The Supreme Court has finally agreed to hear four appeals of lawsuits challenging state bans on same-sex marriage — Michigan, Ohio, Kentucky and Tennessee. The court waited until there was a circuit split, which happened when the 6th Circuit upheld the bans in those states late last year.
The justices ordered that the parties to the cases address two questions in their legal briefs: whether the Constitution requires states to issue marriage licenses to same-sex couples, and whether states must recognize same-sex marriages performed in other states where they are legal.
Advocates have called gay marriage the modern era’s most pressing civil rights issue, and the court’s action could mark the culmination of an unprecedented upheaval in public opinion and the nation’s jurisprudence.
The nation’s first same-sex marriage, the result of a Massachusetts court decision, took place less than 11 years ago. Now, more than 70 percent of Americans live in states where gay couples are allowed to marry, according to estimates.
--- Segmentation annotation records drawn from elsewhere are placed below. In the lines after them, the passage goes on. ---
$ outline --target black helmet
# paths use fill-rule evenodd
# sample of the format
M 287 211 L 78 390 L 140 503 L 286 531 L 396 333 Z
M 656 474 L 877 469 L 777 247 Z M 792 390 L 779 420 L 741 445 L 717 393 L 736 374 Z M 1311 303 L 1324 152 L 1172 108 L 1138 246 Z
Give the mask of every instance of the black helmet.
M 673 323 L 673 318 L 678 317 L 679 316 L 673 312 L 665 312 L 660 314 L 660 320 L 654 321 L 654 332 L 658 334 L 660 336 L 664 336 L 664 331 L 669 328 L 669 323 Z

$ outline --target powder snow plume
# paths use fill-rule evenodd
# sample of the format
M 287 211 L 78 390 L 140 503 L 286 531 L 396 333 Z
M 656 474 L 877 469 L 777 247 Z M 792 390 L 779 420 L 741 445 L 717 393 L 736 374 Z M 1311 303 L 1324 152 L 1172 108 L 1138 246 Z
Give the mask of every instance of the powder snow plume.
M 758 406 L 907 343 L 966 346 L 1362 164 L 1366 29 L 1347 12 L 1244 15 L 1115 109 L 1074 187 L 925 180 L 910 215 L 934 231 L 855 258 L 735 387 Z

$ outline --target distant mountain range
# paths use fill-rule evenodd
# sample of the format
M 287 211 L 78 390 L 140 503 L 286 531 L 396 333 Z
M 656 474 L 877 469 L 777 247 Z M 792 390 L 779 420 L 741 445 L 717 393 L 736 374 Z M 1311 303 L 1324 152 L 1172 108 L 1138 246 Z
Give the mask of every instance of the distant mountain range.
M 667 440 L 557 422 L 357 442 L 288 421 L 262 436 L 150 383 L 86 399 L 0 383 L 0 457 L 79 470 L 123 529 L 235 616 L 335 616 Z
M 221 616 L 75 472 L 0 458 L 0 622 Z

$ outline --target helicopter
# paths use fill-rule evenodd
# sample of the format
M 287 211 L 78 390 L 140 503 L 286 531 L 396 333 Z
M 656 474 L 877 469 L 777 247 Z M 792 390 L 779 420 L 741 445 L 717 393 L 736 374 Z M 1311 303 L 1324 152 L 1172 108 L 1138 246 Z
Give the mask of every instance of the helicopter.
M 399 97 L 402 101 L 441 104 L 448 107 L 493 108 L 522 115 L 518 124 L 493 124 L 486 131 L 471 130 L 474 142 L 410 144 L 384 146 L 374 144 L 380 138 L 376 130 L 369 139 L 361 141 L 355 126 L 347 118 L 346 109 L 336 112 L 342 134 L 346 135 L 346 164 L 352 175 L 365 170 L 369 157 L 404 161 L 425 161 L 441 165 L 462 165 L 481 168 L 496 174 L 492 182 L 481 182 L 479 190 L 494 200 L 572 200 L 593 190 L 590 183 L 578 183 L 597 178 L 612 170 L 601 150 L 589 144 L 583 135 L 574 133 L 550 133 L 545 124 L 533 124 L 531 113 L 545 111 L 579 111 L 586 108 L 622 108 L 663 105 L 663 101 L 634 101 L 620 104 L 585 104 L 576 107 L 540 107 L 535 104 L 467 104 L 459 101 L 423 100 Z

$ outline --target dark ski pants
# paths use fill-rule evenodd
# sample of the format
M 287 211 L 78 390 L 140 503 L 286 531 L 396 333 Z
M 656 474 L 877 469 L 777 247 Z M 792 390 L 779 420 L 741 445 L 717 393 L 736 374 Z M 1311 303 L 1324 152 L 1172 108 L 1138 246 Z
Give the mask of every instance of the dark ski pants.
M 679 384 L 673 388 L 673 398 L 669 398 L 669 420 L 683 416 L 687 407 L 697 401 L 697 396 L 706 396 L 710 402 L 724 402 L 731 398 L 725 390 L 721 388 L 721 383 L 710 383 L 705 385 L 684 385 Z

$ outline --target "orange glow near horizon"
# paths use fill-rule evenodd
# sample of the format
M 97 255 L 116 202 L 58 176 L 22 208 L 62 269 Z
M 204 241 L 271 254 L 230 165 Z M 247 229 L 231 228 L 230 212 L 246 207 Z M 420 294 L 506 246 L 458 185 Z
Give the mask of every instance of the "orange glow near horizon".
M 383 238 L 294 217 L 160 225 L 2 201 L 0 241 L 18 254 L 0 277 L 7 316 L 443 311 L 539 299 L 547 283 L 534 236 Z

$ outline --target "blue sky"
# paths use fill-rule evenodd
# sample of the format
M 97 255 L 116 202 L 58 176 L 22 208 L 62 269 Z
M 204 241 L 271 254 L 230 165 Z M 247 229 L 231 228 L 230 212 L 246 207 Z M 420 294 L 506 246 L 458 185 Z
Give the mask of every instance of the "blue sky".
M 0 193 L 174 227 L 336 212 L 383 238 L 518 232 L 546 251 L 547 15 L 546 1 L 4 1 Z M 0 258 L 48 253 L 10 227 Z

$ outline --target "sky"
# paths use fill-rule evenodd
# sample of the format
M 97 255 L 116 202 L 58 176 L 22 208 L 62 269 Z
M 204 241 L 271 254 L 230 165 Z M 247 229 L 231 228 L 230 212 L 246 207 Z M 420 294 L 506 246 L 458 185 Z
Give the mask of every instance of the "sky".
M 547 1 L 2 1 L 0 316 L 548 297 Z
The fact that the Michigan case is included is a very good sign. That case involves children more directly than most such cases as the plaintiffs are seeking to overturn the ban in order to adopt each other’s children. That is an arrow aimed directly at Justice Kennedy, whose majority opinion in the Windsor in 2012 was heavily focused on the impact on children, saying that refusal to recognize their parents’ marriages humiliates children.
My prediction remains the same: At the end of June this year, the Supreme Court will declare all such laws unconstitutional under the Equal Protection Clause and we will finally have marriage equality nationwide. And then the heads of bigots all over the will asplode. And then I’ll laugh. A lot.